A strange combination and turn of events meant I found myself in my friend’s room at our dorm in Copenhagen one night. He was playing the keyboard with headphones on so I couldn’t hear the tune. It was midnight. I was trying to book last-minute plane tickets with his credit card to Toronto.
I was flustered, finding this normally easy task to be a feat. Meanwhile, he moved from the keyboard to his guitar with the intention of replacing the strings. I asked him if he had ever replaced the strings on a guitar. He responded, “No.” “Did you look it up or something?” “No, but how hard can it be.” Then he proceeded to replace the strings on his guitar; he just did it.
The difficulty I was experiencing with a very familiar task sharply contrasted to my friends apparent ease with even unfamiliar tasks. Sometimes the barriers we face come from within rather than from the goal we are trying to attain. My friend doesn’t see those barriers.

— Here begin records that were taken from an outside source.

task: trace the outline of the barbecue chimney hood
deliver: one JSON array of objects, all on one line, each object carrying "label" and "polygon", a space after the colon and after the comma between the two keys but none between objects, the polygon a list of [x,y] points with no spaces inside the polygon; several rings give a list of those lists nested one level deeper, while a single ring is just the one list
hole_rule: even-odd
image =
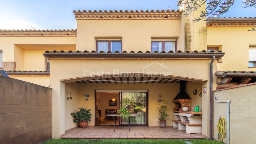
[{"label": "barbecue chimney hood", "polygon": [[174,112],[182,111],[183,107],[187,107],[188,111],[191,111],[191,98],[185,92],[185,83],[183,81],[179,82],[179,92],[172,101],[175,105]]},{"label": "barbecue chimney hood", "polygon": [[174,100],[179,99],[191,99],[189,95],[185,92],[185,82],[182,81],[181,81],[179,82],[179,92],[173,99]]}]

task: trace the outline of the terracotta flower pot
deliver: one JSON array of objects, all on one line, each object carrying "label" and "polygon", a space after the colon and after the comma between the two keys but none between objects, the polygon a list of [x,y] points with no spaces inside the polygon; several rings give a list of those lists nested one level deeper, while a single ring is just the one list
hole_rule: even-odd
[{"label": "terracotta flower pot", "polygon": [[88,122],[79,122],[79,125],[82,128],[84,128],[86,127],[87,127],[87,124],[88,124]]},{"label": "terracotta flower pot", "polygon": [[160,127],[165,127],[165,125],[166,124],[166,121],[165,120],[160,120],[160,122],[159,122],[159,123],[160,124]]}]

Neither does Elderbrook.
Elderbrook’s Unorthodox Methods Produce an Unorthodox Sound
Elderbrook, aka Alexander Kotz, is an artist from the U.K. creating his own brand of music. Although he has a musical background, he is unfamiliar with synths. But he does not see that as a barrier to creating good electronic music. Rather, his self-proclaimed lack of knowledge of synths means that he uses everyday sounds to create his own brand of “minimalist electronica”. These sounds include the cracking of ice in hot coffee, the snapping of reading glasses, water spilling on a laptop, and housemates chilling. The diverse sounds are especially present in my favorite from the EP, “Woman.”
With his unorthodox methods, Elderbrook has created an unorthodox EP with Talking that can only be described as uniquely “Elderbrook.” Interview Mag says of him, “As a producer, singer, songwriter, and multi-instrumentalist, Elderbrook wears every hat when it comes to his music.”